Bielawa is still in the process of composing some of the music — evolving the work as she becomes increasingly familiar with Sabala's voice. "Rowen is growing so I can write for her as she sings the role, I can grow with her," says Bielawa. "What other composer gets to do something like that?"
In the process, the team has had to find ways to improvise on slim budgets. (Each episode has cost between $25,000 and $50,000 to shoot.) The props are simple. The Shadow Hills ranch set was the home of the opera's costume designer. When the San Francisco Girls Chorus had to come to Southern California for a shoot, the GCAC arranged homestays.

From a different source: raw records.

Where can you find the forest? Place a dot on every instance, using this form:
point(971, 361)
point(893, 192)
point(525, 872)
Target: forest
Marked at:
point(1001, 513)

"I don't know how we even did it," says Spiak. "Five of them stayed at my house."
They partially did it with the assistance of grants from the Warhol Foundation and the MAP Fund (the latter of which came in this month), among others.
The Grand Central Art Center has never produced an opera, but Spiak says that didn't stop him from signing on to the idea: "When Lisa said, 'Let's do "Vireo," ' we said, 'How can we do this?' And we started putting feelers out to the local art schools."
Bielawa says that she's had moments since the project launched last year in which she's wondered if everything would fall into place. But she says those moments are increasingly behind her.
"My terror index has gone down steadily," she says. "But you don't want it to go too far. I like to operate at the limits of my skill set."
That's been one of the big benefits of working with so many teenagers, she says. They are ready and willing to take risks, to do things that haven't been tried.
"Young people, they don't know it's complicated," she marvels. "No one told them."